Lights, Camera, Heart-Pumping Action (3:24)

Roland Emmerich – Upping the Ante (5:08)

Crashing the Oval Office (3:49)

Drowning The Beast (3:25)

Recreating the White House (9:23)

Meet the Insiders (5:13)

Across these, we hear from director Roland Emmerich, producer/composer Harald Kloser, producers Larry Franco and Bradley J. Fischer, action vehicle supervisor Graham Kelly, Reel Industries owner/president Cyril O’Neil, production designer Kirk M. Petrucelli, producer/writer James Vanderbilt, technical consultant Josh Young, stunt coordinator John Stoneham, Jr., co-producer/visual effects supervisor Volker Engel, on-set armorer Paul Barrett, special effects supervisor Cameron Waldbauer, co-producer/visual effects supervisor/2nd unit director Marc Weigert, executive producer Reid Carolin, director of photography Anna J. Foerster, and actors Jamie Foxx, Channing Tatum, James Woods, Maggie Gyllenhaal, Joey King, Nicolas Wright and Jason Clarke.

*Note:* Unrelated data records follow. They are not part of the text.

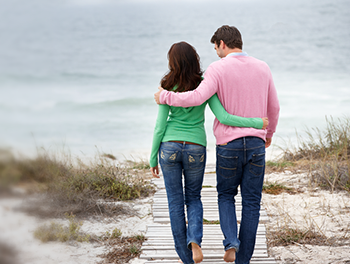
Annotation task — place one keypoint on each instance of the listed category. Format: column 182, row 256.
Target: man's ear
column 222, row 44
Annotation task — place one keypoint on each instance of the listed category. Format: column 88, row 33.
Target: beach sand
column 325, row 212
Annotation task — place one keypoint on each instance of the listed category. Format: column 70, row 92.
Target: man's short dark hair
column 228, row 34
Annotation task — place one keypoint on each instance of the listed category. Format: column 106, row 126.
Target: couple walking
column 236, row 84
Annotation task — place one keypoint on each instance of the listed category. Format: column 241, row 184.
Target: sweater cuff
column 269, row 135
column 162, row 97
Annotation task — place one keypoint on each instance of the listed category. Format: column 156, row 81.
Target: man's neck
column 235, row 50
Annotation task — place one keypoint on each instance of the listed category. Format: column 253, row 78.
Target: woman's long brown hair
column 184, row 68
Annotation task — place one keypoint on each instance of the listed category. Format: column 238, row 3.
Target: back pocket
column 227, row 166
column 167, row 157
column 257, row 165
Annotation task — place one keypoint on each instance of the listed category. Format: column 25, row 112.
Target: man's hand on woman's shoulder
column 157, row 94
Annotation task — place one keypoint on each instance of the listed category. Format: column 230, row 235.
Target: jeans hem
column 237, row 249
column 189, row 246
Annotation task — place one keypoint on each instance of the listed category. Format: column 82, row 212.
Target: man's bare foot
column 230, row 255
column 197, row 254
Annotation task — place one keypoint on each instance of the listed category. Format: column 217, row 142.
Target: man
column 245, row 88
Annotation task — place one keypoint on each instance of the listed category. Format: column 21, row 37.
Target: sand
column 324, row 211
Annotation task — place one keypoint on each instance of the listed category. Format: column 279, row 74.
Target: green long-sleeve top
column 187, row 124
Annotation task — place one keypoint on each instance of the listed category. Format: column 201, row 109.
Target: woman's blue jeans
column 177, row 159
column 240, row 162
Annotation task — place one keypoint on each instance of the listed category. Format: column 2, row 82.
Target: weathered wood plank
column 159, row 246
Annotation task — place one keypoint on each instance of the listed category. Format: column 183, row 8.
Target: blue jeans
column 240, row 163
column 176, row 159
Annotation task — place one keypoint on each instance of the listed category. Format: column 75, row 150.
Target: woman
column 180, row 139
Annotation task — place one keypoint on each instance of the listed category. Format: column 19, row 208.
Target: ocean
column 79, row 75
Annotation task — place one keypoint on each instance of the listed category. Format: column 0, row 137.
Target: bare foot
column 197, row 254
column 230, row 255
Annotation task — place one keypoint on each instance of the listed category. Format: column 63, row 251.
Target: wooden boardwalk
column 159, row 246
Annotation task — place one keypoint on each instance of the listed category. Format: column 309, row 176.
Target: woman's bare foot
column 197, row 254
column 230, row 255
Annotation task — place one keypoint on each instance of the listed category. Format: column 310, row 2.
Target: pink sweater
column 245, row 88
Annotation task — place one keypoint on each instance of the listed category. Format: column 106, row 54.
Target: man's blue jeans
column 240, row 162
column 177, row 159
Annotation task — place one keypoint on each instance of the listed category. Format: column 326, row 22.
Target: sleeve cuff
column 269, row 135
column 162, row 97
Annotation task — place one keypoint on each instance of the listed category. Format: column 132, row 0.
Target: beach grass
column 72, row 186
column 325, row 154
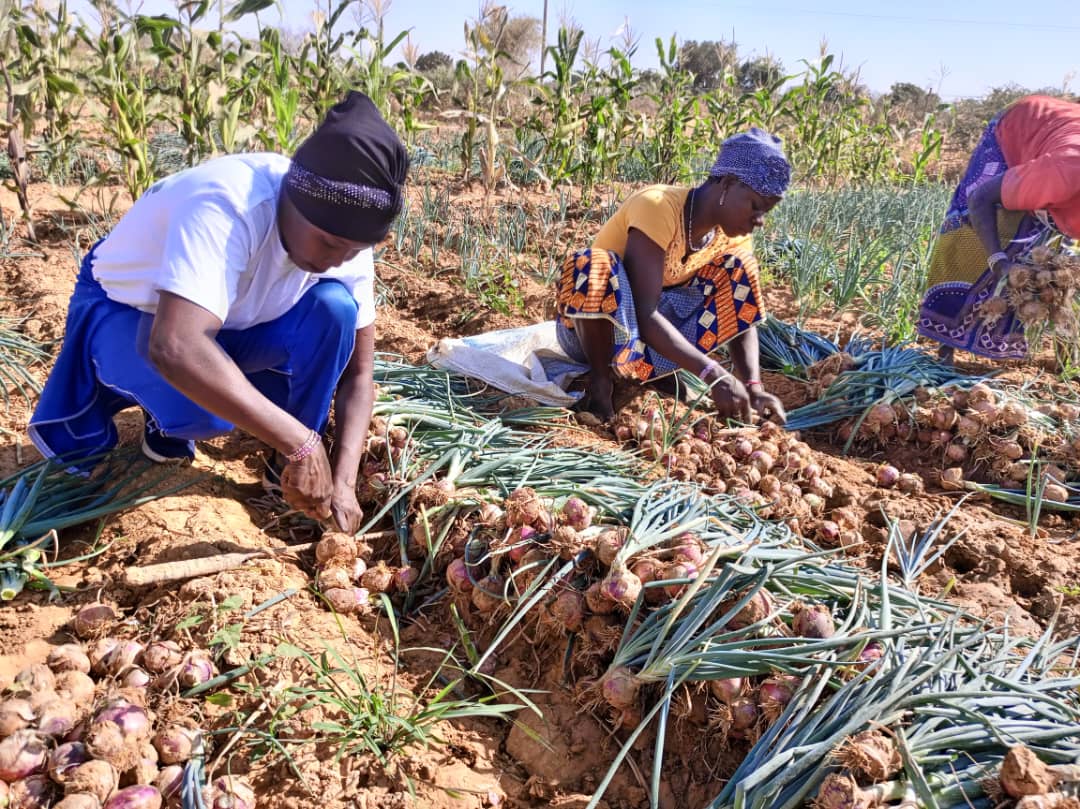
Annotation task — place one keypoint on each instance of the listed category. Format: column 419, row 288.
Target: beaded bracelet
column 305, row 449
column 711, row 367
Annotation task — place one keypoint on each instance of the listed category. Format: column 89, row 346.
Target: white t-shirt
column 210, row 236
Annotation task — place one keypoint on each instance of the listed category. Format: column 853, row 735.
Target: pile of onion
column 64, row 742
column 345, row 579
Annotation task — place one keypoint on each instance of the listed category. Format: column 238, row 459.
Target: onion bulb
column 92, row 620
column 621, row 587
column 34, row 678
column 79, row 800
column 140, row 796
column 457, row 576
column 75, row 686
column 620, row 687
column 335, row 547
column 122, row 657
column 35, row 792
column 523, row 507
column 812, row 620
column 230, row 792
column 952, row 479
column 840, row 791
column 1024, row 773
column 15, row 714
column 196, row 669
column 887, row 475
column 774, row 693
column 161, row 656
column 756, row 609
column 96, row 777
column 487, row 593
column 68, row 658
column 57, row 717
column 335, row 577
column 169, row 781
column 378, row 579
column 577, row 513
column 405, row 578
column 609, row 543
column 98, row 654
column 568, row 609
column 65, row 758
column 909, row 484
column 872, row 755
column 176, row 743
column 727, row 690
column 22, row 754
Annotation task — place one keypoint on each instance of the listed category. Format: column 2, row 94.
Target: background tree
column 707, row 61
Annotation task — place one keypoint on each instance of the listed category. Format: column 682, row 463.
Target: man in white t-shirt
column 239, row 293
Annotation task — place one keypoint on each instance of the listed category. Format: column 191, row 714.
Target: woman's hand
column 989, row 280
column 308, row 485
column 730, row 399
column 766, row 403
column 346, row 509
column 982, row 290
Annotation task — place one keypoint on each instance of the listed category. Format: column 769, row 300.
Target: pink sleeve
column 1047, row 181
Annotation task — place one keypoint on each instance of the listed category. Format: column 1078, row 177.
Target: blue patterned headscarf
column 757, row 159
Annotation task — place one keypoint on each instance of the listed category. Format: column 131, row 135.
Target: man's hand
column 308, row 485
column 766, row 403
column 346, row 509
column 730, row 399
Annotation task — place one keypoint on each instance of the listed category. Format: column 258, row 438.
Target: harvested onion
column 22, row 754
column 92, row 620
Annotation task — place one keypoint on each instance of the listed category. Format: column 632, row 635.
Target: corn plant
column 282, row 98
column 669, row 148
column 557, row 120
column 321, row 69
column 121, row 80
column 485, row 88
column 45, row 53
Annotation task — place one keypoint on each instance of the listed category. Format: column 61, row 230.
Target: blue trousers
column 295, row 361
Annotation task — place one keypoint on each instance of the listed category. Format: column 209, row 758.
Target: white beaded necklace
column 689, row 229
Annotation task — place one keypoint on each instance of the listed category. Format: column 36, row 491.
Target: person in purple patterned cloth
column 1022, row 187
column 239, row 293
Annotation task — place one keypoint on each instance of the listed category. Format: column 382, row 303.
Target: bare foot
column 597, row 400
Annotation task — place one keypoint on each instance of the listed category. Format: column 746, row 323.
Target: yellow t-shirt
column 657, row 211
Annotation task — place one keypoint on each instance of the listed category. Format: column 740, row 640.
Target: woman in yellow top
column 672, row 277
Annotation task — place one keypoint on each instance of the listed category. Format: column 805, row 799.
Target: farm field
column 548, row 611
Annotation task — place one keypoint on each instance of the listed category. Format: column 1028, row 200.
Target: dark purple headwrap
column 347, row 177
column 757, row 159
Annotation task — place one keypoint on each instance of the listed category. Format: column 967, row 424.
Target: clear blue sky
column 962, row 50
column 956, row 50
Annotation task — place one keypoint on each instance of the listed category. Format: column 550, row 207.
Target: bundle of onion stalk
column 765, row 630
column 767, row 468
column 923, row 725
column 984, row 431
column 877, row 378
column 79, row 725
column 581, row 579
column 913, row 643
column 1042, row 288
column 18, row 353
column 790, row 349
column 44, row 498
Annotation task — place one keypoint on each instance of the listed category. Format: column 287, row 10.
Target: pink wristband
column 305, row 449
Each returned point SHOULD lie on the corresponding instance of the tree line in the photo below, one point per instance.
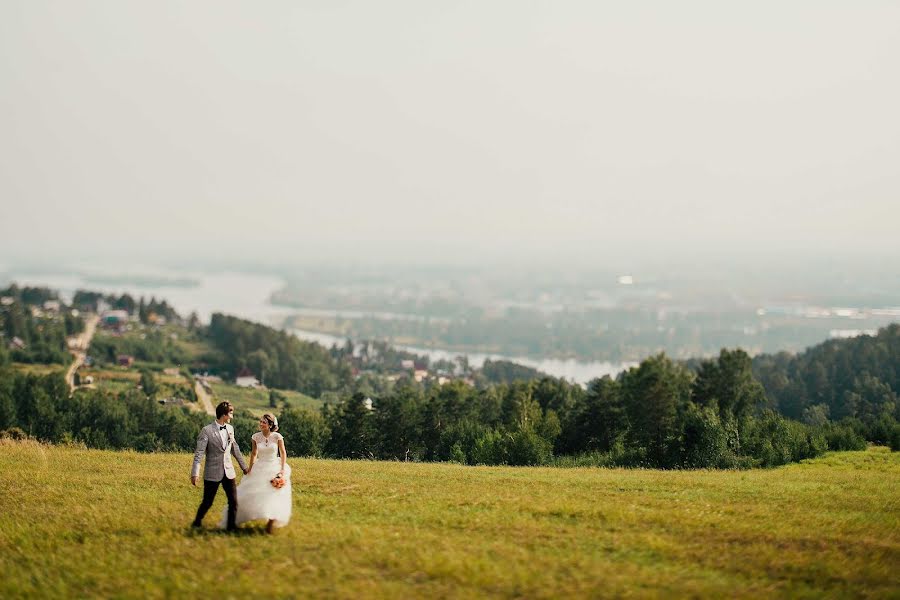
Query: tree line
(659, 414)
(28, 334)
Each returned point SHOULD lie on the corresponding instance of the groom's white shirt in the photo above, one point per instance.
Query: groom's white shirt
(216, 444)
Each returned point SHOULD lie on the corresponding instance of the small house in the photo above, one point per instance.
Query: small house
(114, 318)
(246, 379)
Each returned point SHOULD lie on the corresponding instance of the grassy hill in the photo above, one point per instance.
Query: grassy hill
(78, 523)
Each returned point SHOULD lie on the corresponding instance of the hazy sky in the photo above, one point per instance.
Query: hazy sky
(448, 129)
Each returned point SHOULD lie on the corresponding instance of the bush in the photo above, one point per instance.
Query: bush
(842, 436)
(488, 449)
(774, 440)
(526, 447)
(13, 433)
(305, 432)
(894, 441)
(704, 440)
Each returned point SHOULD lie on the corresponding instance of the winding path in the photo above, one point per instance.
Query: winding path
(204, 397)
(80, 348)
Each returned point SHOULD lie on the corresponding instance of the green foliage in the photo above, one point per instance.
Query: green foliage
(149, 384)
(42, 335)
(526, 447)
(851, 378)
(504, 371)
(655, 391)
(352, 429)
(306, 432)
(43, 408)
(152, 346)
(277, 358)
(842, 436)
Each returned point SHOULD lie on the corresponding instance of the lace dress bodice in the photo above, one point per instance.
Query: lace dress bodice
(256, 498)
(266, 448)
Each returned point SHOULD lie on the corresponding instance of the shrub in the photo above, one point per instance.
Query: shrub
(842, 436)
(525, 447)
(13, 433)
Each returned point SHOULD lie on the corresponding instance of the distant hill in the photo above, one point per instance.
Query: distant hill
(857, 378)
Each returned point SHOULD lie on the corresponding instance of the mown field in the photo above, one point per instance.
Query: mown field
(89, 523)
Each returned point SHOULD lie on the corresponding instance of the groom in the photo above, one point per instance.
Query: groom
(216, 441)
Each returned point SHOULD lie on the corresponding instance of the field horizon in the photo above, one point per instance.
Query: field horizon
(78, 522)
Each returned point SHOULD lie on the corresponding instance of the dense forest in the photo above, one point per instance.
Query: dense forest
(854, 380)
(659, 414)
(277, 358)
(727, 412)
(29, 333)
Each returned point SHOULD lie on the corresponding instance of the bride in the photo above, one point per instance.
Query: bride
(257, 498)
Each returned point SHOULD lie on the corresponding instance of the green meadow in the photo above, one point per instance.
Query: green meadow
(91, 523)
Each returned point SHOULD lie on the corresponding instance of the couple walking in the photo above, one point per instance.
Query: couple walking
(265, 490)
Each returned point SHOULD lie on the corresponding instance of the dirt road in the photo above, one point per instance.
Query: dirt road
(80, 348)
(204, 397)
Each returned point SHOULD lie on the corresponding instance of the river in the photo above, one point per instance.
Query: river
(247, 295)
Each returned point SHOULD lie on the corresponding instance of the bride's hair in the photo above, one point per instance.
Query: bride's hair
(272, 421)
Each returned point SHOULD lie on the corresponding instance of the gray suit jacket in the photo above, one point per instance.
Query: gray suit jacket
(218, 463)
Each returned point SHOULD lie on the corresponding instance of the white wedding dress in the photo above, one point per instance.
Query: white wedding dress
(256, 497)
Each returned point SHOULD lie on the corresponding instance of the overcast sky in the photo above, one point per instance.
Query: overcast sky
(449, 129)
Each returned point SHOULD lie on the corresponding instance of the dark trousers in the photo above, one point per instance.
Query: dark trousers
(209, 494)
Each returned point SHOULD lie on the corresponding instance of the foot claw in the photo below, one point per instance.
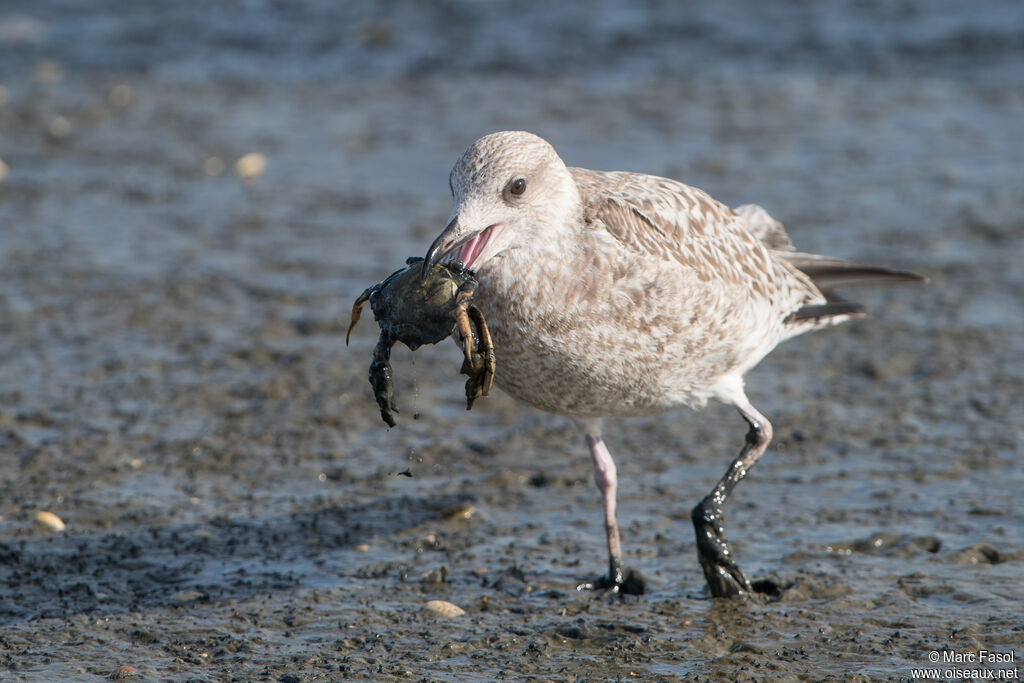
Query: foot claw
(724, 577)
(631, 584)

In the featurettes, we learn about cast and performances, stunts and action, various effects, vehicles and weapons, sets and locations, story/script areas, cinematographer, and what Emmerich brings to the production. Even with about an hour at their disposal, the featurettes don’t give us a great look at the film. Oh, we do learn a reasonable amount along the way, and we get some good shots from the sets. However, the tone remains fluffy and we don’t get a ton of substance. The featurettes are worth a look but they’re not as strong as they should be.

A Gag Reel runs six minutes, four seconds. Does it show anything other than the usual goofs and giggles? Not really, so it’s a predictable collection.

The disc opens with ads for After Earth, Elysium, Grown Ups 2 and This Is The End. Previews also tosses in promos for The Mortal Instruments and Last Vegas. No trailer for Down appears here.

A second disc boasts a DVD Copy of Down. It includes four of the Blu-ray’s 13 featurettes as well as some previews.

No one will mistake White House Down for great cinema, but it doesn’t aspire to be anything more than what it is: a big, loud, fun popcorn movie. Down gives us a consistently breezy, exciting adventure despite its intellectual failings. The Blu-ray presents very good picture and terrific audio but lacks especially interesting bonus materials. Accept Down for what it attempts to be and you should enjoy it.